Conclusion and implications

In conclusion, our study sheds light on the complexity of LGN neuronal populations, challenging traditional classifications and highlighting the presence of previously undocumented LGN units such as non-RF units. These findings expand our understanding of LGN function and offer significant implications for future research, particularly elucidating the intricacies of extracellular signals, addressing recording biases, and providing a deeper understanding of receptive field data in the awake macaque LGN, for which there is limited information at the high spatiotemporal resolution presented in this study. Furthermore, our work opens avenues for interdisciplinary exploration, with potential applications in broader neuroscience research (e.g., comparing function to principal cell types through transcriptomics: Bakken et al., 2021). Overall, our study contributes valuable insights into LGN function and underscores the need for continued investigation into its neural dynamics.

Extended Data

Figure 1–1.

Visualizing the range of spatiotemporal correlations created by increasing values of $\mathrm{\beta }$. (A) Example single frames from stimulus sets for $\mathrm{\beta }$ = 1.5, 2.0, 2.5, 3.0, 3.5, and 4.0. As $\mathrm{\beta }$ increases, so does the spatiotemporal correlation. (B) Example frames from two independent stimulus sets with $\mathrm{\beta }$ = 2.5. Each row depicts the central 2° for six consecutive frames from a given set.

Figure 2–1.

Spike sorting examples. (A-C) Three example single-channel recordings, each with multiple isolated units. The top row illustrates the PCA feature space of the spike waveforms (limited in this figure to 200 spikes). The grey cluster is noise. The second row is the mean waveform of each single unit sorted on that recording channel. The third row is the auto- and cross-correlograms between the same example units. (D) Five example single units from additional recordings with only one single sorted unit, with the same information as in A-C.

Figure 2–2.

All extracellular spike waveforms plotted in (A) UMAP space, and (B) mean spike waveform traces for each single unit with their corresponding UMAP coordinates. The seven colors refer to the seven waveform classifications from WaveMAP.

Figure 3–1.

Receptive field statistics. (A) Distribution of z-scores across all single units. The histogram is binned in size of 0.5 z-score. The black and grey bins refer to RF and non-RF units, respectively. (B) Standard deviation of RF size (°) plotted against standard deviation of gaze position (°). The identity line is plotted in red. Nearly all CSTRFs had a lower spatial variance than the gaze location.

Figure 3–2.

$R{F}_{max}$ and corresponding cone weight from all RF units. RFs are visualized in RGB, and the three cone weights correspond to L, M, and S. The three groups of RFs are M RFs (green border), P RFs (blue border), and K RFs (purple border).

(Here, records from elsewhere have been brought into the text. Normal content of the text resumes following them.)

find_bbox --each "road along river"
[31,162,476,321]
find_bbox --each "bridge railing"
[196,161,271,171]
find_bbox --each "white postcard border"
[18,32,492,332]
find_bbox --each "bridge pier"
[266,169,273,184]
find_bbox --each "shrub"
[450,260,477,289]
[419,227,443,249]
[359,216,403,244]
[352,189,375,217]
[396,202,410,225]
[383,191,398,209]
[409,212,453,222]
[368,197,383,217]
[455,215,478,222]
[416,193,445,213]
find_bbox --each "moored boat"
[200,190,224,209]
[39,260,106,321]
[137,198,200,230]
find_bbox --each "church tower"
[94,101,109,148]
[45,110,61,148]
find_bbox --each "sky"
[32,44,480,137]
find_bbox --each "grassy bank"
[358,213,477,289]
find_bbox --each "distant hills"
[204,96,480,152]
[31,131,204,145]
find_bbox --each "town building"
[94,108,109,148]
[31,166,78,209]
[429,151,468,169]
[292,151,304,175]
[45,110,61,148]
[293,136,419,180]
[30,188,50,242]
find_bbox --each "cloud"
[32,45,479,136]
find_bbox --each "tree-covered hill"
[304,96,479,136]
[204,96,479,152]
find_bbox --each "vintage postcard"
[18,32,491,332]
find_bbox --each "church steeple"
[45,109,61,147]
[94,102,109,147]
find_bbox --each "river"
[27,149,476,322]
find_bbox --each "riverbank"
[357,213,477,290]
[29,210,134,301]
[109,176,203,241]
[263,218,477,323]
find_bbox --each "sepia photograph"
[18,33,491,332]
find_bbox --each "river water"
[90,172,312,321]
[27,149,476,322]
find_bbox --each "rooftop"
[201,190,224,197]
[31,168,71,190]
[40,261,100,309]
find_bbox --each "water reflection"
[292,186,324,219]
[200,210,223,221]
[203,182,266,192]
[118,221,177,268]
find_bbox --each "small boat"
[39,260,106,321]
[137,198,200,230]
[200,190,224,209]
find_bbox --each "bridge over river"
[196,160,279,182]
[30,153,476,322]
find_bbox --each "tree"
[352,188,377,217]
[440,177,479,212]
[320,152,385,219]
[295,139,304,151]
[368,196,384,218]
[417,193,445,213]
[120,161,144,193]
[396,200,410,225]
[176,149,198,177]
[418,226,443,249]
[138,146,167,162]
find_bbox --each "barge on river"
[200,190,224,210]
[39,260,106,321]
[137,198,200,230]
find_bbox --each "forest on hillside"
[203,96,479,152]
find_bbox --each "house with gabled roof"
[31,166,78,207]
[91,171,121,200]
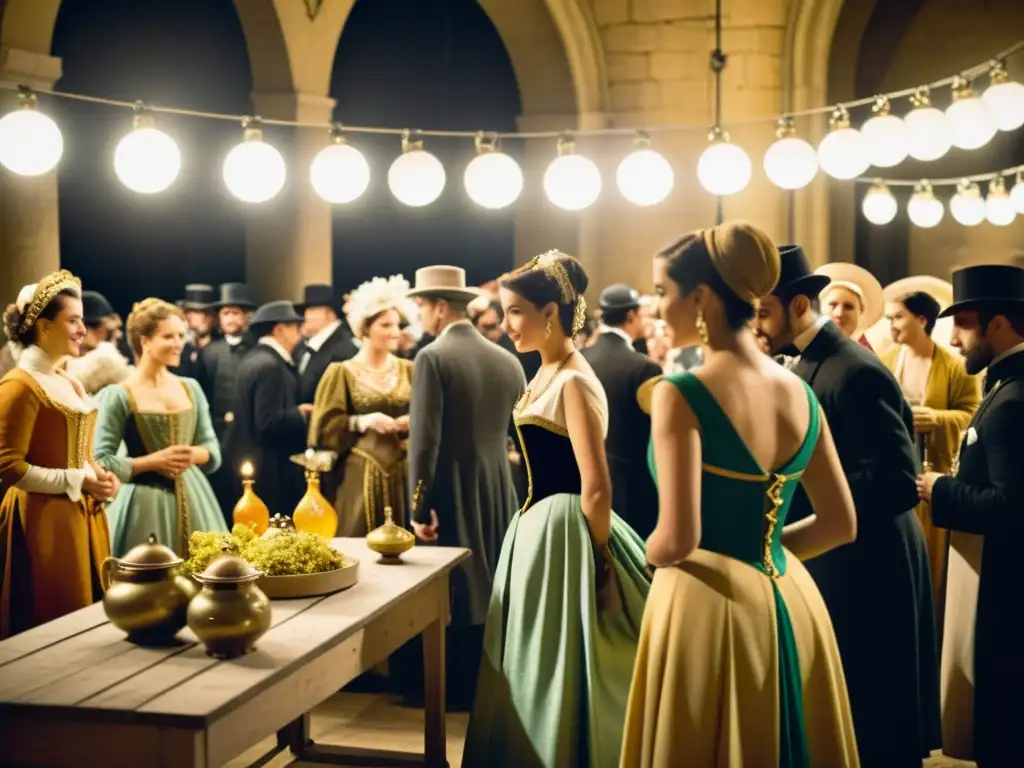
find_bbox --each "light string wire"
[0,40,1024,140]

All RF plots span 2° in visual space.

Significance statement.

This study uncovers evidence for an intricate diversity of neuronal responses within the lateral geniculate nucleus (LGN), challenging conventional classifications and revealing previously overlooked populations. By characterizing extracellular spike waveforms and revising receptive field classifications, we provide novel insights into LGN function. Our findings have significant implications for understanding early visual processing mechanisms and interpreting extracellular signals in neural circuits. Furthermore, we identify non-receptive field units, prompting exploration into their functional roles and broader implications for visual and non-visual computations. This study not only advances our understanding of LGN organization but also highlights the importance of considering recording biases in electrophysiological studies. Overall, our work opens new avenues for interdisciplinary research and contributes to advancing our knowledge of neural dynamics in the visual system.